Me miraba los pies, los adoquines que desaparecían en cada paso. Entre tanto, me
olvidaba de todos los ojos que revoloteaban entorno a mi cabeza, a mis zapatos, a mi
pelo y el color de mis uñas, me olvidaba un poco también de los labios semi-fruncidos,
las sonrisas que se ubicaban asimétricamente en las caras (y se combinaban
inevitablemente con cabezas que se sacudían, izquierdaderecha, izquierdaderecha).
En el mareo dejaba de sentir las manos que me tironeaban (y la desmedida capacidad de
ejercer presión), dejaba de sentir lo inextricable de las vidrieras y los vestidos, dejaba de
creer en el tamaño, en la ingesta y los órganos. Y es que cada bloque de cemento bajo
mis pies me hacía enloquecer, me hacía perderme en la idea de que no creía en nada.

Y es que si no creyera en nada caminaría por la calle, miraría el cielo (azul, azul cielo) y
me enamoraría del aire, del calor que siento en la cara. Sin mirar el cemento sentiría
todo pasto, todas las flores, todas las pieles y los olores que no me rodean. En la
libertad de esta despresurización atraparía dos latidos por un chico, por una lágrima
(mía, tuya), me dejaría llevar por la canela y el chocolate, y el desamor de un perro
rengo. Atraparía todo, sin limitaciones. Emprendería un viaje de descreimiento con el
mundo, sin parámetros, condiciones para el que me quiera acompañar. Abrazar. Volaría
en mi vestido, con mis sandalias, sin collares (o con), volaría en zapatos, en traje, en una
nave de progesterona, con todo puesto (todo junto) y volaría sin nada.
(miro el barro en mis zapatos y trato de no creer en el frío)

Si no creyera en nada no sentiría culpa. No creería en amar mi cuerpo o a otro, un sexo,


dos, me enredaría con todos juntos. No creería en ninguna palabra que no sea mía
(ninguna palabra que no haya latido, que no me haya hecho vivir), no necesitaría ningún
eco, ni abrir la boca, ni mi vestido donde bailar (es más, ni verte para amarte, ni tocarte
para sentirte, ni creerme para creerme, ser, amar) para saber donde terminan mis pies y
donde dominan los faunos. En mi incredulidad, desconocería las condenas y podría
nadar sola, amorfa, enucleando todo el mundo, envolviéndolo en mí.

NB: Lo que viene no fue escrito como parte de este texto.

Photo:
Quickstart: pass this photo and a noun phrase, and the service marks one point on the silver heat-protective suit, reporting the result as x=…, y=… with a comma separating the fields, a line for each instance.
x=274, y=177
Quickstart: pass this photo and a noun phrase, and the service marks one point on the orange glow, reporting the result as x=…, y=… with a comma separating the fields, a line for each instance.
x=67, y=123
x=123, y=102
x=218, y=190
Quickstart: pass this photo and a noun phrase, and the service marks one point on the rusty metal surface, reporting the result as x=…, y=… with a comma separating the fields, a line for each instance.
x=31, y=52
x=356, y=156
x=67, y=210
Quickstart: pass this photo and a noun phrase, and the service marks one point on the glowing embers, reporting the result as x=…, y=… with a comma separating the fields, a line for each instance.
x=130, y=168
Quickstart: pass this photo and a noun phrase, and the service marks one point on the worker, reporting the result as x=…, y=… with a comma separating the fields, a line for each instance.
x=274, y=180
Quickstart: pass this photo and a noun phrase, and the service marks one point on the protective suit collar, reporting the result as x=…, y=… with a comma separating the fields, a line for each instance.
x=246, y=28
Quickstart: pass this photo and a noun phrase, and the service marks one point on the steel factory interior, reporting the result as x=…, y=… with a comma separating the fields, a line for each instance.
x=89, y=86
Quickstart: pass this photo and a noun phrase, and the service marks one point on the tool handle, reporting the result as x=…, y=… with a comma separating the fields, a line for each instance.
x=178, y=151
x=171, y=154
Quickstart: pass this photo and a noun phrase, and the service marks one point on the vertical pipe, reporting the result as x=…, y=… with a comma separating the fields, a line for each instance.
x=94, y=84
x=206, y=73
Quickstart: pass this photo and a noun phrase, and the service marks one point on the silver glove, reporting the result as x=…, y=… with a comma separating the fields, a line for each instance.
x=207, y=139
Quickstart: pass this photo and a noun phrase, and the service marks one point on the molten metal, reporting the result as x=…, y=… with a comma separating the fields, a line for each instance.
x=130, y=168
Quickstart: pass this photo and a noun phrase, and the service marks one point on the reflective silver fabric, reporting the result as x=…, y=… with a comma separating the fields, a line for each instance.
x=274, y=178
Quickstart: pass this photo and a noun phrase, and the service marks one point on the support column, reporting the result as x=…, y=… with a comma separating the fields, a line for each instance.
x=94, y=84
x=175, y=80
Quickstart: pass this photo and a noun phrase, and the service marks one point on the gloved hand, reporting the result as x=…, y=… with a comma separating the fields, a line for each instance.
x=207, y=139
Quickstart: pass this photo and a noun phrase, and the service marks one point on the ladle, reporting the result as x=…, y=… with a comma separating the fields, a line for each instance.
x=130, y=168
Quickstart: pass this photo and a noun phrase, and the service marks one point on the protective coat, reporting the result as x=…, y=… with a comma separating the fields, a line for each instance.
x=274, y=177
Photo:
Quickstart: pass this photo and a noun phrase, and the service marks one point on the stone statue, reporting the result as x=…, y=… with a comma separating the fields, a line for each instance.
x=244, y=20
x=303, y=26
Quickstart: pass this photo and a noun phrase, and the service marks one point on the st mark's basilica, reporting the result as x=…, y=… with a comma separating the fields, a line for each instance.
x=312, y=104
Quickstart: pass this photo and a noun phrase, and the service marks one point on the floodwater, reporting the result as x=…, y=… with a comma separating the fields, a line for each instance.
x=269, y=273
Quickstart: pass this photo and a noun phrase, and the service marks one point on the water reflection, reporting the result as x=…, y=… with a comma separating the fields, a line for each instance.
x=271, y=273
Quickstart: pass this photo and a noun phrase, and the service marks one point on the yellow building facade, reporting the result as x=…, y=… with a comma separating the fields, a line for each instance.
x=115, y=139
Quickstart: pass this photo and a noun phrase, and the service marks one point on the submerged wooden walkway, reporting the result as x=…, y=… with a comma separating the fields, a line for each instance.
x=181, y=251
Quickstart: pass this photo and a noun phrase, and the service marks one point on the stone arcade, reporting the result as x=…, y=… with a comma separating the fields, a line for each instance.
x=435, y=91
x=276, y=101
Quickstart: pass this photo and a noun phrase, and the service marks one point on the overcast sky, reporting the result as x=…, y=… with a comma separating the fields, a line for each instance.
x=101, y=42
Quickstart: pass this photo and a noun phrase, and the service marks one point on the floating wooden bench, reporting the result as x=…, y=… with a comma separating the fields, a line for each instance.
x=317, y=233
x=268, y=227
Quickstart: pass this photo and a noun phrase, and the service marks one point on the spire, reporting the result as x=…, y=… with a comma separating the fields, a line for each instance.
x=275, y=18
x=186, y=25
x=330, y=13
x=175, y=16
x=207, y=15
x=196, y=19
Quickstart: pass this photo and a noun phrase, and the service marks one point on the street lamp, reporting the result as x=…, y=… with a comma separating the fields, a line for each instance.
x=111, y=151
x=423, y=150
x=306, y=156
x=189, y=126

Cuando no creo en nada trato de aterrizar todo lo que haría si no creyera en nada. Y
caigo en cuenta de que tampoco siento las manos que me sostienen, ni las voces que me
consuelan ni el olor a hogar. Me olvidé de lo incondicional, y el sabor de una naranja
con buena compañía. Cuando no creo en nada, siento más que nunca, veo más que
nunca, todo tan lejos. Y quiero sentir todo acá, quiero chocarme con la vereda, que me
duelan los pies, creo que no puedo seguir sin estar, sin querer, sin creer.

Y hoy empiezo de nuevo.


Quiero-creo que todavía, con el frío, estoy acá.